Vielen Vögeln geht also wegen der Pestizide die Nahrung aus – und die Folgen sind gravierend. Livio Rey, Mitarbeiter Öffentlichkeitsarbeit der Vogelwarte Sempach, sagt: «Die Bestände reiner Insektenfresser des Kulturlands nehmen deutlich ab.» Gemäss Brutvogelatlas 2013–2016 der Vogelwarte Sempach hat sich die Population seit 1990 mehr als halbiert. Die Situation sei «bedenklich», betont Rey.

Forderung nach weniger Pestiziden ist nicht neu

Auch wenn die Vogelwarte Sempach sich nicht an der Unterschriftensammlung beteiligt und keine Abstimmungsparole gefasst hat, ist für sie klar: Die Verwendung von Pestiziden muss stark eingeschränkt werden. «Zudem dürfen diese nicht präventiv eingesetzt werden», sagt Rey.
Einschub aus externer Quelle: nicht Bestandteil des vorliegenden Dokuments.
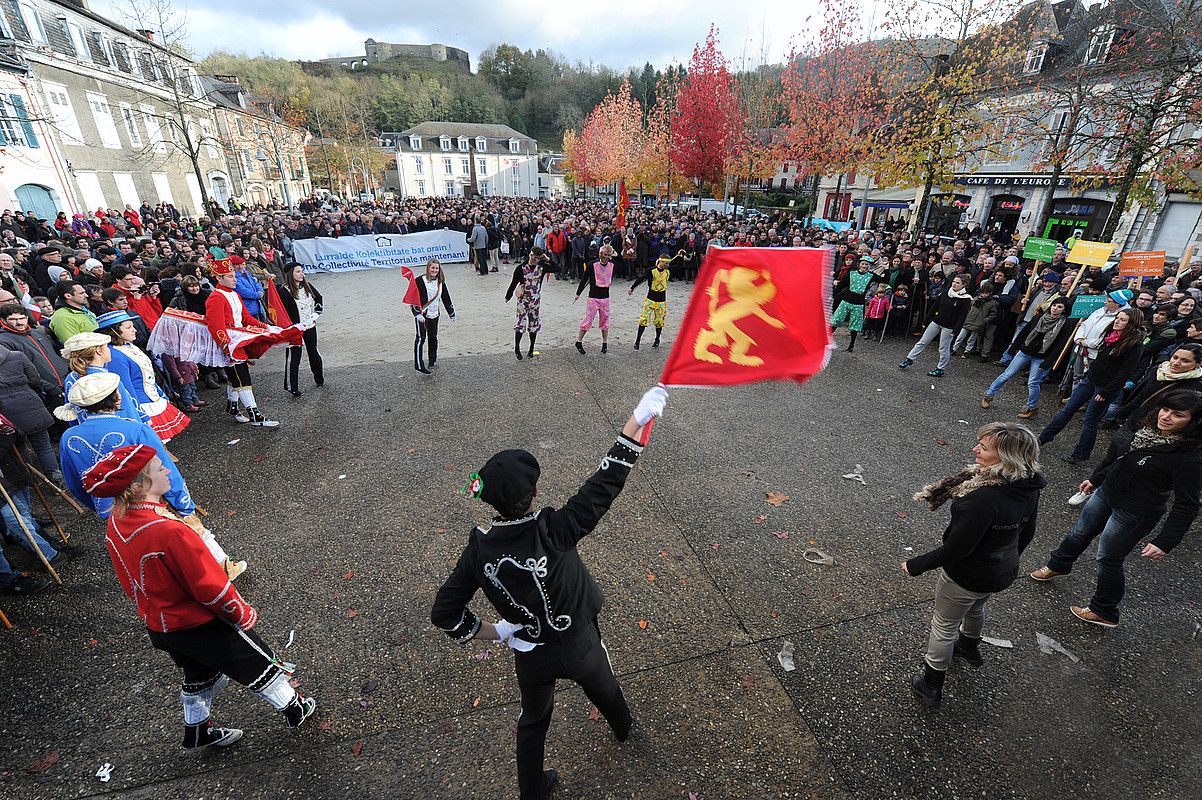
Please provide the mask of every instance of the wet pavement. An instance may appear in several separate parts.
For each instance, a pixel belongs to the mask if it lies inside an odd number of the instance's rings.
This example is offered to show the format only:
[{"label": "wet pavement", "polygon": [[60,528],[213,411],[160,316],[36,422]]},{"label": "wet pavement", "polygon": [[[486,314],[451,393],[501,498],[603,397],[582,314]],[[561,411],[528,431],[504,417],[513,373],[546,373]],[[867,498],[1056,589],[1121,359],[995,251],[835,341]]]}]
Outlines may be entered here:
[{"label": "wet pavement", "polygon": [[[325,280],[345,281],[335,294],[350,297],[380,276]],[[615,312],[624,336],[637,308]],[[615,338],[608,354],[594,341],[582,357],[557,346],[567,329],[548,333],[532,363],[494,345],[450,351],[426,377],[398,363],[407,320],[368,352],[363,332],[340,334],[352,326],[327,309],[325,388],[302,376],[293,399],[282,354],[256,365],[261,406],[281,428],[238,426],[214,404],[172,444],[210,526],[250,562],[239,589],[260,633],[299,665],[317,724],[288,735],[231,687],[214,717],[246,738],[184,753],[178,674],[139,629],[100,525],[78,519],[83,553],[65,589],[0,598],[17,626],[0,633],[5,798],[517,796],[512,657],[429,626],[434,591],[486,519],[458,490],[496,449],[525,447],[542,462],[540,497],[563,502],[666,348],[635,352]],[[498,317],[502,334],[510,320]],[[1012,418],[1019,402],[1016,389],[977,407],[996,372],[975,362],[956,359],[934,389],[922,374],[932,359],[900,372],[908,344],[839,351],[804,387],[672,393],[626,490],[581,547],[638,727],[618,745],[563,686],[547,748],[557,798],[1202,796],[1196,537],[1162,562],[1131,560],[1114,631],[1069,614],[1093,589],[1088,559],[1054,585],[1020,579],[988,607],[987,634],[1013,649],[984,647],[980,670],[953,667],[938,712],[910,697],[934,575],[906,578],[899,563],[932,547],[947,518],[910,495],[968,462],[977,426]],[[1064,501],[1084,467],[1055,458],[1069,447],[1048,448],[1024,569],[1073,519]],[[864,485],[841,477],[857,464]],[[789,500],[774,506],[767,492]],[[805,561],[811,547],[837,563]],[[481,597],[474,608],[494,616]],[[1042,653],[1036,632],[1079,662]],[[790,673],[776,655],[785,641]],[[95,776],[105,763],[107,783]]]}]

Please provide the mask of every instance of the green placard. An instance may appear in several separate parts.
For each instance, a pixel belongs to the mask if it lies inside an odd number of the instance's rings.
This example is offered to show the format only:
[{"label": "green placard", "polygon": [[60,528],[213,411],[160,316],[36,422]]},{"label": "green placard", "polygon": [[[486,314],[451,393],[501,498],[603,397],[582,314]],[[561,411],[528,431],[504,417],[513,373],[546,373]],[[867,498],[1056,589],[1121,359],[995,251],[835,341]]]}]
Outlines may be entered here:
[{"label": "green placard", "polygon": [[1084,320],[1090,314],[1102,308],[1102,303],[1106,303],[1105,294],[1082,294],[1072,302],[1072,314],[1069,315],[1069,318]]},{"label": "green placard", "polygon": [[1027,243],[1023,245],[1023,258],[1033,258],[1035,261],[1046,261],[1051,263],[1059,244],[1060,243],[1055,239],[1027,237]]}]

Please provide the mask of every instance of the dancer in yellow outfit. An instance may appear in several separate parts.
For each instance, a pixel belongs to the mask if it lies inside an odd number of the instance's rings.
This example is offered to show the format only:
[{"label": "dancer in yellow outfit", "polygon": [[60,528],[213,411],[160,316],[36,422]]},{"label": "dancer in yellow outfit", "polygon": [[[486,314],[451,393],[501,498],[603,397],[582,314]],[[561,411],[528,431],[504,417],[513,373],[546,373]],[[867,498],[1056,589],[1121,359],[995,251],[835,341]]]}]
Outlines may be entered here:
[{"label": "dancer in yellow outfit", "polygon": [[677,253],[672,258],[660,256],[655,261],[655,265],[647,270],[645,275],[630,285],[627,294],[633,294],[635,287],[647,281],[647,299],[643,300],[643,312],[638,315],[638,335],[635,336],[635,350],[638,350],[638,346],[643,341],[643,332],[650,324],[655,326],[655,341],[651,342],[651,347],[660,346],[664,324],[668,320],[668,277],[672,275],[670,268],[672,262],[679,257],[680,253]]}]

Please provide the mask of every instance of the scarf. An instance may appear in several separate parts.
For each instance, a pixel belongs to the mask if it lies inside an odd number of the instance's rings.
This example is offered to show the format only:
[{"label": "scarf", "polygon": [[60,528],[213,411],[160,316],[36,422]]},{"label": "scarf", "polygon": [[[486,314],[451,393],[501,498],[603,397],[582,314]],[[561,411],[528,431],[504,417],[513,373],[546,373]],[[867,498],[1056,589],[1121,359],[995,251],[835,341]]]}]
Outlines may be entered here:
[{"label": "scarf", "polygon": [[1160,366],[1156,368],[1158,381],[1189,381],[1196,377],[1202,377],[1202,366],[1195,366],[1188,372],[1170,372],[1168,362],[1162,362]]},{"label": "scarf", "polygon": [[953,476],[936,480],[935,483],[928,483],[915,492],[914,498],[927,503],[930,511],[935,511],[948,500],[963,497],[970,491],[976,491],[984,486],[1000,486],[1005,483],[1006,479],[1001,476],[992,472],[982,472],[980,466],[970,464]]},{"label": "scarf", "polygon": [[1182,441],[1180,434],[1161,434],[1155,428],[1141,428],[1135,432],[1135,438],[1131,440],[1132,450],[1146,450],[1149,447],[1162,447],[1165,444],[1176,444]]},{"label": "scarf", "polygon": [[1040,315],[1040,318],[1035,321],[1035,327],[1031,332],[1027,334],[1027,339],[1023,340],[1024,345],[1035,345],[1036,340],[1040,342],[1037,350],[1042,350],[1047,344],[1055,341],[1055,338],[1060,334],[1060,327],[1064,326],[1065,316],[1061,314],[1059,317],[1053,317],[1051,312]]}]

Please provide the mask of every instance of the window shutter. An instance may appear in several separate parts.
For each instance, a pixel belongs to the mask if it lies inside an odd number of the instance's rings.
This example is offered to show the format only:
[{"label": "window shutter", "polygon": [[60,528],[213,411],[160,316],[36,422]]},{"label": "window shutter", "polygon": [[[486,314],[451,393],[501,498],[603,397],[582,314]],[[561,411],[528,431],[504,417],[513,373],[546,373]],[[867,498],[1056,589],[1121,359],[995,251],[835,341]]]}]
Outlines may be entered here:
[{"label": "window shutter", "polygon": [[17,109],[17,119],[20,120],[20,127],[25,131],[25,144],[31,148],[41,147],[37,143],[37,135],[34,133],[34,125],[29,121],[29,113],[25,112],[25,100],[20,95],[8,95],[8,100]]}]

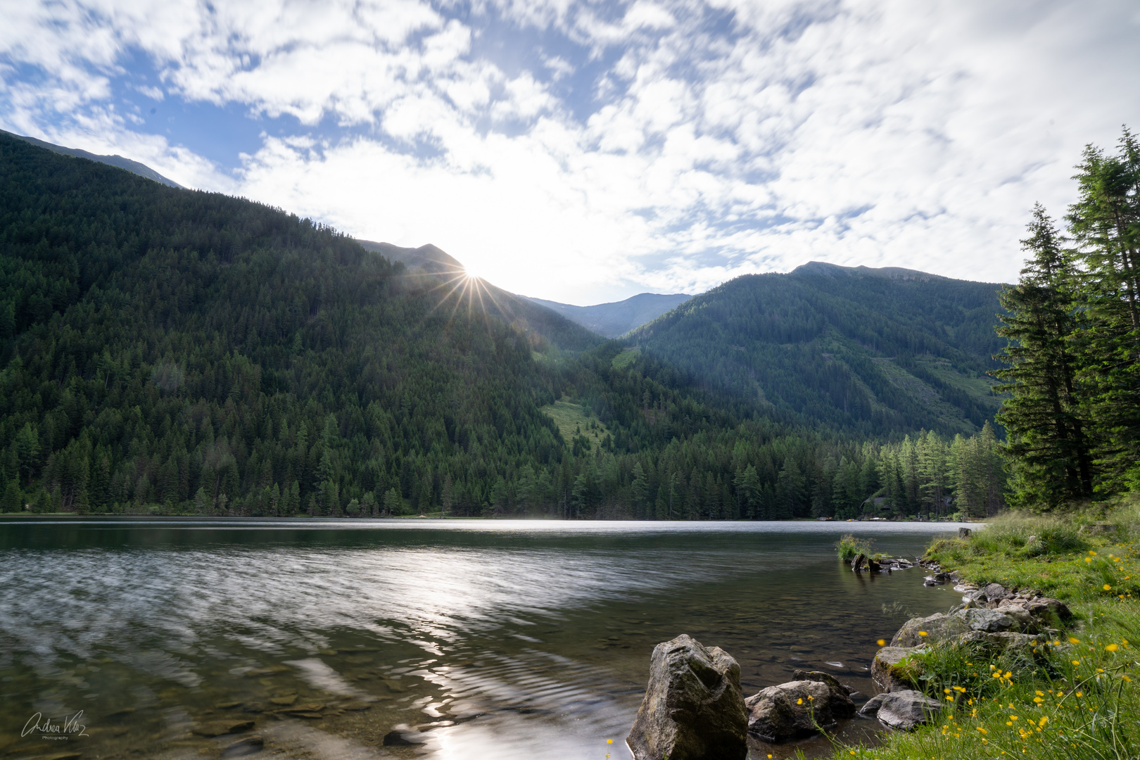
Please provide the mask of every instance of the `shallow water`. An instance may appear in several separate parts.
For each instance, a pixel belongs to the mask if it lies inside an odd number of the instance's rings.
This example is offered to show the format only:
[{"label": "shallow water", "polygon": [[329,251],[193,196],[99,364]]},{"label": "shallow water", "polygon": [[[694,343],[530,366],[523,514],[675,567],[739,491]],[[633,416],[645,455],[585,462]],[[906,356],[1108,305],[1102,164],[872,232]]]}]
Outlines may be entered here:
[{"label": "shallow water", "polygon": [[[856,575],[834,541],[913,556],[955,529],[0,521],[0,754],[627,758],[678,634],[736,657],[746,694],[812,668],[868,698],[876,639],[955,599],[920,569]],[[826,743],[751,757],[797,747]]]}]

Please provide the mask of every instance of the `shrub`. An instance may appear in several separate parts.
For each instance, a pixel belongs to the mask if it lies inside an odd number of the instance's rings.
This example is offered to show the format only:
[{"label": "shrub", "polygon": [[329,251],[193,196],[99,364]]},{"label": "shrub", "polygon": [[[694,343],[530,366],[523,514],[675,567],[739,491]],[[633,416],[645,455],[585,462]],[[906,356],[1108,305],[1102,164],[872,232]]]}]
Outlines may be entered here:
[{"label": "shrub", "polygon": [[847,533],[836,541],[836,554],[844,562],[850,562],[861,554],[871,554],[871,545],[873,542],[872,540],[855,538],[850,533]]}]

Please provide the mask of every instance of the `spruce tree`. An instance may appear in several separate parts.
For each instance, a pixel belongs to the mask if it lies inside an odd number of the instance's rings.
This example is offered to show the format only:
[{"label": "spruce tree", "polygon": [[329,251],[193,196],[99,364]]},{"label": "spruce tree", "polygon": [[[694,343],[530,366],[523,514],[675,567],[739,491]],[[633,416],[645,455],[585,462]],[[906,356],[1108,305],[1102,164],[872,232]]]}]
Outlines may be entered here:
[{"label": "spruce tree", "polygon": [[997,422],[1007,431],[1013,500],[1051,508],[1092,496],[1092,459],[1070,350],[1075,271],[1041,204],[1027,227],[1021,246],[1031,259],[1017,285],[1001,293],[1008,313],[999,314],[997,334],[1010,343],[995,358],[1008,366],[993,374],[1011,397]]},{"label": "spruce tree", "polygon": [[1094,427],[1098,490],[1140,487],[1140,144],[1124,130],[1117,155],[1089,146],[1068,222],[1085,320],[1077,335],[1084,412]]}]

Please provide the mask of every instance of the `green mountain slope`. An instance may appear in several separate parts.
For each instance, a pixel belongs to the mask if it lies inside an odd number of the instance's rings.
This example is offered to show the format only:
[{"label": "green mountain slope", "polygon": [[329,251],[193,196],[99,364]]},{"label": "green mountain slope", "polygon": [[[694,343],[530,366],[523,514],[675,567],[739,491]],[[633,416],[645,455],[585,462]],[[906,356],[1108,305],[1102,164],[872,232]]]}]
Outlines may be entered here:
[{"label": "green mountain slope", "polygon": [[139,163],[137,161],[131,161],[130,158],[124,158],[120,155],[114,156],[103,156],[95,153],[88,153],[87,150],[80,150],[79,148],[65,148],[62,145],[55,145],[52,142],[44,142],[43,140],[36,140],[34,137],[24,137],[23,134],[14,134],[13,132],[6,132],[0,130],[0,134],[5,137],[15,138],[17,140],[24,140],[31,145],[47,148],[52,153],[58,153],[64,156],[72,156],[73,158],[87,158],[88,161],[96,161],[100,164],[107,164],[109,166],[117,166],[120,169],[125,169],[132,174],[138,174],[139,177],[146,177],[155,182],[162,182],[169,187],[182,187],[172,179],[166,179],[155,170],[150,169],[146,164]]},{"label": "green mountain slope", "polygon": [[0,136],[0,510],[938,514],[913,463],[985,464],[984,436],[880,447],[616,341],[563,351],[491,293]]},{"label": "green mountain slope", "polygon": [[[463,264],[434,245],[405,248],[391,243],[374,243],[372,240],[358,240],[358,243],[366,251],[374,251],[392,261],[404,263],[413,275],[430,278],[440,293],[448,293],[453,289],[462,291],[473,286]],[[561,349],[584,351],[602,342],[596,334],[567,316],[532,303],[530,299],[508,293],[487,280],[480,279],[474,293],[478,295],[480,308],[484,313],[540,335]]]},{"label": "green mountain slope", "polygon": [[693,296],[684,293],[640,293],[625,301],[596,303],[592,307],[576,307],[570,303],[526,297],[562,314],[567,319],[573,320],[598,335],[619,337],[635,327],[657,319]]},{"label": "green mountain slope", "polygon": [[813,262],[739,277],[628,340],[798,424],[972,433],[999,404],[985,375],[1003,345],[993,330],[999,287]]}]

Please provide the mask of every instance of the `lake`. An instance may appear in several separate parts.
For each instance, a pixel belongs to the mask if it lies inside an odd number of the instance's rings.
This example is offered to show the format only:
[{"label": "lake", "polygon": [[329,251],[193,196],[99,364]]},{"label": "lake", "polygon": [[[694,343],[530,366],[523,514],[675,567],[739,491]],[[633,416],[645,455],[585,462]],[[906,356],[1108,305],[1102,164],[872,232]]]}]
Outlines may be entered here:
[{"label": "lake", "polygon": [[[956,528],[0,520],[0,754],[628,758],[678,634],[746,695],[811,668],[868,698],[876,639],[959,599],[921,569],[856,575],[836,540],[913,557]],[[751,755],[797,746],[826,750]]]}]

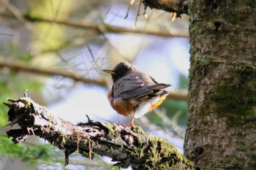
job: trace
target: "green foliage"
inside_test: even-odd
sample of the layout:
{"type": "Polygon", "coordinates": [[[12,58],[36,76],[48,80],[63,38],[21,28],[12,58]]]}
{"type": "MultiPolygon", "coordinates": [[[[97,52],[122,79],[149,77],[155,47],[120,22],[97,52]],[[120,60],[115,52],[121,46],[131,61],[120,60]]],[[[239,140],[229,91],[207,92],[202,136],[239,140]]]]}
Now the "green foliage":
{"type": "Polygon", "coordinates": [[[5,135],[0,136],[1,156],[18,158],[29,164],[36,164],[39,161],[53,163],[52,155],[54,155],[56,150],[50,144],[15,144],[5,135]]]}
{"type": "MultiPolygon", "coordinates": [[[[19,158],[34,167],[37,166],[38,169],[45,169],[45,167],[59,169],[61,167],[62,167],[61,169],[64,167],[64,155],[63,152],[50,144],[14,144],[6,135],[0,135],[0,158],[19,158]]],[[[90,167],[89,169],[118,169],[117,166],[112,166],[102,161],[99,155],[95,155],[93,161],[82,158],[82,161],[80,161],[79,157],[80,156],[77,154],[77,152],[69,155],[70,166],[66,166],[66,169],[74,169],[74,167],[71,169],[69,167],[77,164],[80,167],[89,166],[90,167]]],[[[75,169],[78,169],[78,168],[75,169]]]]}

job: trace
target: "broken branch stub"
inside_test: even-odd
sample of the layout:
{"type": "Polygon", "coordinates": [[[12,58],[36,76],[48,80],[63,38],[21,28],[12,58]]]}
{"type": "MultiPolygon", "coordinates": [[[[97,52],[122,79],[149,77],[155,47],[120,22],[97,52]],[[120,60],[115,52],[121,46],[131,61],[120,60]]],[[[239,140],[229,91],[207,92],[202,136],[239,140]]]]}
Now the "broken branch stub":
{"type": "Polygon", "coordinates": [[[146,134],[139,128],[100,122],[74,125],[56,117],[30,98],[9,99],[9,125],[18,129],[7,132],[15,143],[36,135],[64,150],[65,164],[75,150],[93,159],[94,154],[105,155],[118,163],[115,166],[133,169],[193,169],[193,164],[167,142],[146,134]]]}

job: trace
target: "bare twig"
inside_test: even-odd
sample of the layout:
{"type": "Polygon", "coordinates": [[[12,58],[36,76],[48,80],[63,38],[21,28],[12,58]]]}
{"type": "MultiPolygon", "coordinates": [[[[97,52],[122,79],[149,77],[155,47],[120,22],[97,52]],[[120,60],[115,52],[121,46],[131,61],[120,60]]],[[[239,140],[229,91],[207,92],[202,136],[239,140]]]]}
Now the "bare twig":
{"type": "Polygon", "coordinates": [[[47,108],[30,98],[9,100],[9,121],[18,128],[7,132],[15,143],[24,142],[32,134],[65,150],[65,164],[69,155],[78,149],[83,156],[93,158],[94,153],[112,158],[115,165],[133,169],[193,169],[193,163],[169,142],[146,134],[139,127],[122,124],[91,122],[74,125],[55,117],[47,108]],[[79,134],[78,136],[78,134],[79,134]],[[78,140],[79,147],[78,148],[78,140]]]}
{"type": "Polygon", "coordinates": [[[48,76],[62,76],[64,77],[68,77],[74,80],[75,81],[82,82],[88,84],[94,84],[97,85],[105,87],[107,85],[106,82],[102,80],[91,80],[84,78],[81,75],[78,75],[75,73],[70,73],[63,69],[52,69],[49,68],[39,68],[34,67],[29,65],[26,65],[18,61],[7,61],[7,60],[4,60],[0,58],[0,67],[8,67],[10,69],[24,72],[29,72],[33,74],[38,74],[42,75],[48,75],[48,76]]]}
{"type": "MultiPolygon", "coordinates": [[[[26,65],[21,62],[12,61],[8,61],[4,58],[0,58],[0,68],[8,67],[9,69],[17,70],[23,72],[29,72],[31,74],[38,74],[41,75],[47,76],[62,76],[72,79],[77,82],[82,82],[86,84],[94,84],[101,87],[106,87],[107,82],[103,80],[92,80],[84,78],[81,75],[78,75],[75,73],[70,73],[63,69],[52,69],[45,68],[34,67],[29,65],[26,65]]],[[[178,91],[178,92],[170,92],[167,96],[167,99],[176,100],[176,101],[187,101],[187,91],[178,91]]]]}
{"type": "MultiPolygon", "coordinates": [[[[15,18],[12,15],[7,14],[4,12],[0,12],[0,15],[5,18],[15,18]]],[[[170,34],[169,32],[157,32],[157,31],[145,31],[140,29],[130,29],[119,26],[113,26],[107,23],[102,24],[88,24],[88,23],[80,23],[78,22],[72,22],[70,20],[57,20],[55,19],[50,18],[36,18],[31,16],[25,16],[24,19],[30,21],[30,22],[45,22],[45,23],[52,23],[56,24],[61,24],[67,26],[75,27],[78,28],[83,29],[89,29],[94,31],[100,34],[105,34],[107,33],[119,33],[119,34],[125,34],[125,33],[131,33],[131,34],[147,34],[147,35],[153,35],[157,36],[162,37],[172,37],[172,36],[178,36],[178,37],[184,37],[188,38],[189,35],[187,33],[176,33],[170,34]]]]}

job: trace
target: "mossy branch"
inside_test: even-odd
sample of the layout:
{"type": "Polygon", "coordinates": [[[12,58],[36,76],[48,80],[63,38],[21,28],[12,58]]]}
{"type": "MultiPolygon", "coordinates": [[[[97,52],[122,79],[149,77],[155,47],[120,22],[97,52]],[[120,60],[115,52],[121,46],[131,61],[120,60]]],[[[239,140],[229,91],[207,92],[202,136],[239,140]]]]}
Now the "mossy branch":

Diese Voten sind nicht neu: Bereits im Brutvogelatlas 2013–2016 forderte die Vogelwarte «eine markante Reduktion des Dünger- und Pestizideinsatzes». Unabhängig von den beiden Initiativen müsse zudem «die Bereitschaft der Konsumierenden, pestizidarm produzierte Nahrungsmittel zu kaufen, durch Informationstätigkeit weiter gesteigert werden», fordert Rey.